En un reciente incidente en el mar Mediterráneo, las fuerzas navales de Israel interceptaron ayer varios barcos de la flotilla Global Sumud, que transportaba ayuda humanitaria hacia Gaza. Entre los navíos detenidos se encontraba el que transportaba a la activista sueca Greta Thunberg. Esta acción ocurrió después de que Israel ordenara a la flotilla cambiar su rumbo. La iniciativa Global Sumud, cuyo nombre significa «resiliencia» en árabe, se define como una misión pacífica y no violenta. Partió desde Barcelona a principios de septiembre y está formada por aproximadamente 45 embarcaciones con cientos de activistas propalestinos de más de 40 países.
La flotilla navegaba frente a las costas de Egipto, aproximándose a la Franja de Gaza, en medio de la ofensiva israelí en respuesta al ataque terrorista de Hamás en territorio israelí el 7 de octubre de 2023. Según el ministerio de Relaciones Exteriores de Israel, la detención de varios barcos se llevó a cabo sin incidentes. En un comunicado publicado en X, el ministerio afirmó que los pasajeros están siendo trasladados a un puerto israelí y aseguró que «Greta y sus amigos están sanos y salvos». El mensaje incluía un video breve en el que se observa a Thunberg recogiendo sus pertenencias, rodeada de hombres armados.

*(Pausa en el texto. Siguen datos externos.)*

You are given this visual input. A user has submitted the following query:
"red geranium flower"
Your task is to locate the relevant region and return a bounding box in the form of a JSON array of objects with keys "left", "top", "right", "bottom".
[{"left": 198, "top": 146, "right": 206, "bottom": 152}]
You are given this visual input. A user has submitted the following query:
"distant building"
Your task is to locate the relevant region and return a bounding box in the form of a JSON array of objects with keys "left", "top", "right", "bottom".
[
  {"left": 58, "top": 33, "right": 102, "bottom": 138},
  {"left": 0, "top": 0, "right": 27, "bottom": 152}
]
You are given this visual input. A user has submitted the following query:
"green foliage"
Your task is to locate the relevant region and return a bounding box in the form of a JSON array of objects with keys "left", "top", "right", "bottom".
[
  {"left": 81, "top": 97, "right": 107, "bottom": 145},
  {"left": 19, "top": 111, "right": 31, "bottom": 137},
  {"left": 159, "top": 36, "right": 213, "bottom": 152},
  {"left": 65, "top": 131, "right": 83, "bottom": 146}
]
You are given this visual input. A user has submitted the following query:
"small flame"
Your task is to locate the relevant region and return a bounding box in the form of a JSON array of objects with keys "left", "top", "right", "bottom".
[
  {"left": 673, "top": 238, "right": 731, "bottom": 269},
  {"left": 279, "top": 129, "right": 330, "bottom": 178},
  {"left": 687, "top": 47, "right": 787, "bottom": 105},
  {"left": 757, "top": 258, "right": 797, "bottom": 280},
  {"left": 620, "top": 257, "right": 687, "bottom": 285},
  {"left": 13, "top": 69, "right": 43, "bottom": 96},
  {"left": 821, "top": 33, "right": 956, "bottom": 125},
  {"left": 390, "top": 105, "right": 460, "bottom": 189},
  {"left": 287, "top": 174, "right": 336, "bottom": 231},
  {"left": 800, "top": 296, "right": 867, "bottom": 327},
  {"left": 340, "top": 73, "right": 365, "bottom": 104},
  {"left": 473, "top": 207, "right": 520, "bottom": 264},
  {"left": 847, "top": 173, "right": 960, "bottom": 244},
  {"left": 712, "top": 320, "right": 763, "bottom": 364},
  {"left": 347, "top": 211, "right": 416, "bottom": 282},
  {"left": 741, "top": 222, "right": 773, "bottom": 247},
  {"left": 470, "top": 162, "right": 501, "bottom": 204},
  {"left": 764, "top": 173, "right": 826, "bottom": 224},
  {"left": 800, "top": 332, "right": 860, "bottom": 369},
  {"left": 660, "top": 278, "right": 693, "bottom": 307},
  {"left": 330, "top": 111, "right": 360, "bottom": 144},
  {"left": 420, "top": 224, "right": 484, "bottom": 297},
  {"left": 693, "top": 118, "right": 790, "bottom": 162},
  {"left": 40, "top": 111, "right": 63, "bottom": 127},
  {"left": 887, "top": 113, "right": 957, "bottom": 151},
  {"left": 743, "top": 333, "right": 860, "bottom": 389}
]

Sin embargo, los organizadores de Global Sumud denunciaron irregularidades en el operativo. Afirmaron que, además de los barcos interceptados, se perdió la comunicación y la transmisión en vivo con otras embarcaciones. La organización calificó el hecho como «un ataque ilegal contra trabajadores humanitarios desarmados» y aseguró que están trabajando incansablemente para localizar a todos los participantes y tripulantes. Asimismo, hicieron un llamado a gobiernos, líderes mundiales e instituciones internacionales para que exijan la seguridad y liberación de todas las personas a bordo.
El trayecto de la flotilla por el Mediterráneo había generado interés global. Países como Turquía, España e Italia enviaron embarcaciones o drones para brindar apoyo en caso de que sus ciudadanos lo necesitaran. El ministerio de Asuntos Exteriores de Turquía condenó la acción de Israel, describiéndola como «un acto de terrorismo» que puso en riesgo la vida de civiles inocentes. En Italia, se registraron protestas espontáneas en varias ciudades como respuesta al incidente. Por su parte, el presidente de Colombia, Gustavo Petro, tomó la decisión de expulsar a la delegación diplomática israelí en Bogotá. Todo esto ocurre mientras los bombardeos de Israel continúan en Gaza.